これは全ての議員に関わり、政治の土台を変えることになるため、与野党双方から「拙速」、「乱暴」との批判が相次いでいます。
急浮上し、自民、維新両党が合意した議員定数の削減。本当に実現するのでしょうか?
吉村代表「臨時国会12月中にもう成立させたい」
これが実現しないと「次には進まない」というような覚悟を持っている吉村代表なんですが、果たしてどこをどう削るのか見ていきましょう。
衆議院議員というのは、今465人います。そして参議院議員が248。足すと713人、日本には国会議員がいますが、いま目されているのは、衆議院議員の比例代表で選ばれている176人のうちの50人を削減しようということなんです。
吉村代表は「やるんだったらもうここですよ。臨時国会12月中にもう成立させたい。基本、衆議院議員の比例でもいい。1割くらいというのは衆議院の1割、50人ぐらいを削減したい」と述べています。
日本の国会議員の数は多くない!?
「国会議員は多い」とよく聞きますが、実際日本はどうなんでしょうか。
世界の国会議員数、人口100万人当たりで計算していくと、多いのは、イギリス21.6人、フランス13.9人、続いてカナダ10.8人、ヨーロッパに戻ってイタリア10.2人、ドイツ8.3人、そこに続いて日本は「5.7人」ということで、実は世界で比べるとかなり少ない。
減らさなくてもいいんじゃないかという気もしてきますけれど、どういう目的
減らそうとしているんでしょう。その目的を見ていきましょう。
議員定数削減のメリット・デメリット
政治学が専門の愛知学院大学総合政策学部の森正教授にメリット、デメリット分析してもらいました。
まず有権者にとってのメリットなんですが、いきなり「あまりありません」と森教授。強いて言うならば、国費が削減される、政治家1人当たり、国会議員年間で大体1億円ぐらいかかるので、掛ける50、50億円ぐらいは浮くということです。
50億円というのは結構大きい額なので、何かメリットがありそうなんですけれど、ただ、コストカットで言うなら、コストカットの方法は、文書交通費などなど他にもたくさんあるので、別に人数削らなくてもいいのではというのが森教授の見解でした。
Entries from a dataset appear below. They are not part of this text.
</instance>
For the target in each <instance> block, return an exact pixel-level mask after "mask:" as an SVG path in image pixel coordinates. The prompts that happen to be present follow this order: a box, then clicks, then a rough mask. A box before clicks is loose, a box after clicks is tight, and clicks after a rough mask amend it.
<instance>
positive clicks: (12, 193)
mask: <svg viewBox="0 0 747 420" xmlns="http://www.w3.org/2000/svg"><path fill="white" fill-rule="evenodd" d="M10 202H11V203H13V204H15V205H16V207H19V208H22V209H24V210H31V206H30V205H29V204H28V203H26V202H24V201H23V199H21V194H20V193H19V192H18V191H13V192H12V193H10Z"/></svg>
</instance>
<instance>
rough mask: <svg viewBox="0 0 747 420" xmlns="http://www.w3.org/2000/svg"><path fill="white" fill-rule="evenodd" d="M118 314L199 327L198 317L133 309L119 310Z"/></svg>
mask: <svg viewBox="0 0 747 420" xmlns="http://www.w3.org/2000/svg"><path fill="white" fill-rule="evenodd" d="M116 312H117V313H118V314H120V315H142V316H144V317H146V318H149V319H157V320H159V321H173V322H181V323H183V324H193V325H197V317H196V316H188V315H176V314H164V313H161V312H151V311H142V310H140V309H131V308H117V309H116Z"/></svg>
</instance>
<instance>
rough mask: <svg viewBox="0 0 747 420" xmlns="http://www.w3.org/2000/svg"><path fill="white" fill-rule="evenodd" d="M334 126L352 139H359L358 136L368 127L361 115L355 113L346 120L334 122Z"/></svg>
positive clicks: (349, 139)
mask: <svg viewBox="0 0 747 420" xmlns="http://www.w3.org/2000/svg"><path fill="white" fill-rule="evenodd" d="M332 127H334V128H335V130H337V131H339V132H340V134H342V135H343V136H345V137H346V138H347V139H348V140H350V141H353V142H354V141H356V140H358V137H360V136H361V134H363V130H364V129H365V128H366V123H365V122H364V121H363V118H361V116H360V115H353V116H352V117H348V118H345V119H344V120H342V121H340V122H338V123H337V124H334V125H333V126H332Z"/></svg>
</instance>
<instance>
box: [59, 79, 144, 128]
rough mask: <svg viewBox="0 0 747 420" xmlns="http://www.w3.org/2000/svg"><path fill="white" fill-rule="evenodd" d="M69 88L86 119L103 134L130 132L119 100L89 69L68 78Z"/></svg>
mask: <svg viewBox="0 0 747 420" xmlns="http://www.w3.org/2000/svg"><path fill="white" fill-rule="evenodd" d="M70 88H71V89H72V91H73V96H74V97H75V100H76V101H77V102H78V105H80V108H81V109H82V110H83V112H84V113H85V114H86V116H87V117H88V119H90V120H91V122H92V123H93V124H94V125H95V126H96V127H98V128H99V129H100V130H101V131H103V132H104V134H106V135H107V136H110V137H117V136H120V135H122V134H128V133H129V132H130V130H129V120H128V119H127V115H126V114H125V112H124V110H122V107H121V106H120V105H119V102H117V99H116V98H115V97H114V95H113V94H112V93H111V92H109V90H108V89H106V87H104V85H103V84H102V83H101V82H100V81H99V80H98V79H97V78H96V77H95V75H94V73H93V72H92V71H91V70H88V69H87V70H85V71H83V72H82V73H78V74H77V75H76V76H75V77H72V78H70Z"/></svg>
一方で、有権者のデメリットは、政治へのパイプが減ってしまう。これは簡単に言うと、「民意が反映されにくくなる」ということなんです。
維新の思惑は…“身を切る改革のアピール”
じゃあ、維新のメリットは何なのか。ここが最大の理由なんですね。「身を切る改革のアピールができる」ということなんです。ただ、維新にもデメリットがあって、圧倒的な人気を誇る大阪以外での議員獲得が難しくなる。他の地域で、比例でギリギリ受かっているという国会議員は、ひょっとしたらいなくなってしまうかもしれません。
自民のメリット・デメリットは
続いて自民のメリット・デメリットです。メリットは小選挙区制は大政党に有利だということ。そしてデメリットは公明との関係悪化なんです。
去年、衆議院選挙がありました。自民党は小選挙区で132人当選、比例代表で59人ということで、比例の割合31%なんですね。自民党としては比例代表が少なくなっても、そこまで影響はない。これは維新にも同じことが言えるんです。
一方で公明はというと、比例の割合が83%、共産は88%、そして国民も61%、れいわ、参政は100%となっていて、選挙協力なども含めて、森教授は「公明は怒り心頭」だと思うので、自民とは関係悪化するのではないかと分析していました。
急に出てきた感のある「議員定数の削減」ですが、元々日本維新の会というのは、政治と金の問題で、自民党に対してかなり鋭く企業団体献金廃止と訴えていて、かなり急先鋒で批判をしていたんですが、連立を組むときにかなりトーンダウンしています。
このトーンダウンをしてしまったことから、身を切る改革を全面的に出すことによって、政治と金の問題から目線をそらしているのではないかと森教授は話していました。
とにもかくにもこの議員定数削減が成立しないことには先に進まないということで…成立するのかしないのか、今後も注目です。